What changed
RBI replaced the earlier case-by-case approval process with a standardized framework of general principles and broad parameters for doorstep banking. Banks can now prepare their own Board-approved schemes following these guidelines, instead of submitting individual schemes for RBI approval.
What it means for you
Banks gain operational flexibility to design doorstep banking services under a clear regulatory framework, reducing approval delays. However, they must manage risks like forged notes and cash limits, and ensure transparency in customer agreements. The guidelines also mandate half-yearly Board reviews in the first year, increasing compliance oversight.
What you must do
- Prepare a doorstep banking scheme with Board approval following the enclosed guidelines.
- Educate agents to detect forged and mutilated notes to prevent fraud.
- Set cash limits for agents and customers and manage operational risks.
- Review scheme operations half-yearly in the first year, then annually.
- Ensure customer agreements state bank liability is the same as if transactions were conducted at the branch, not limited.
Who it affects
All Scheduled Commercial Banks (excluding RRBs), Corporate customers, government departments, PSUs, Individual customers (natural persons), Bank agents and employees handling doorstep services
Can we offer cash delivery to individual customers?
No, cash delivery services are only for corporate clients, PSUs, and government departments against a cheque received at the branch, not for individual customers.
What are the key risk management requirements?
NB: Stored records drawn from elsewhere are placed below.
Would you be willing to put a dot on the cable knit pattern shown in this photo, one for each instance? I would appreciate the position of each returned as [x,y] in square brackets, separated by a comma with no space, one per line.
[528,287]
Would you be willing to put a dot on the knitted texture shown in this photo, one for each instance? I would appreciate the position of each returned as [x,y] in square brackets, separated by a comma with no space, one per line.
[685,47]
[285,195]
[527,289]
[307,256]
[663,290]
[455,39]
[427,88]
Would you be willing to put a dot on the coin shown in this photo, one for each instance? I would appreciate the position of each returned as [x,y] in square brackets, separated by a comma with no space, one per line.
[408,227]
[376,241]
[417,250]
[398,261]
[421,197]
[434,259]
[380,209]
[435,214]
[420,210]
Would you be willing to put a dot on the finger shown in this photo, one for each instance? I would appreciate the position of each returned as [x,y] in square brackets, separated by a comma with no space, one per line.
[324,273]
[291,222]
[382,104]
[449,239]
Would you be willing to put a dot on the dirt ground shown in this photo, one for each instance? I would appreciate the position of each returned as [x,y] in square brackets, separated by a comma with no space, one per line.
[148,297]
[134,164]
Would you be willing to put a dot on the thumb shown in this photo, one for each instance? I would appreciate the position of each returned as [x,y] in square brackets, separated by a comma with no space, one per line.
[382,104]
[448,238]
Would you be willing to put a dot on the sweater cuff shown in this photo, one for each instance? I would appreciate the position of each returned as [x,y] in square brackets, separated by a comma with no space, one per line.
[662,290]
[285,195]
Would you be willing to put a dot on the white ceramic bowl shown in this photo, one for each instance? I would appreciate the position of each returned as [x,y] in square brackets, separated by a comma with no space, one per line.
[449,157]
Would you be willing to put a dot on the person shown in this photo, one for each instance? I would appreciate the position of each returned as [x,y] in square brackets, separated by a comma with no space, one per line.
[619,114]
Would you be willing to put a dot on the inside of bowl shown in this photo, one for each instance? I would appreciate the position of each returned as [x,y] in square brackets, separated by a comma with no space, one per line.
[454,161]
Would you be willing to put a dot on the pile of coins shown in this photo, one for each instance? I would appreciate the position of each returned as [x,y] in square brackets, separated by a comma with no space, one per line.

Banks must ensure agreements limit liability to branch-level responsibility, set cash limits, and train agents to detect forged notes. The scheme must be reviewed by the Board half-yearly in the first year.
Do we need RBI approval for our doorstep banking scheme?
No, the 2007 circular replaces prior approval with a Board-approved scheme following the guidelines. However, banks must comply with outsourcing risk guidelines from November 2006.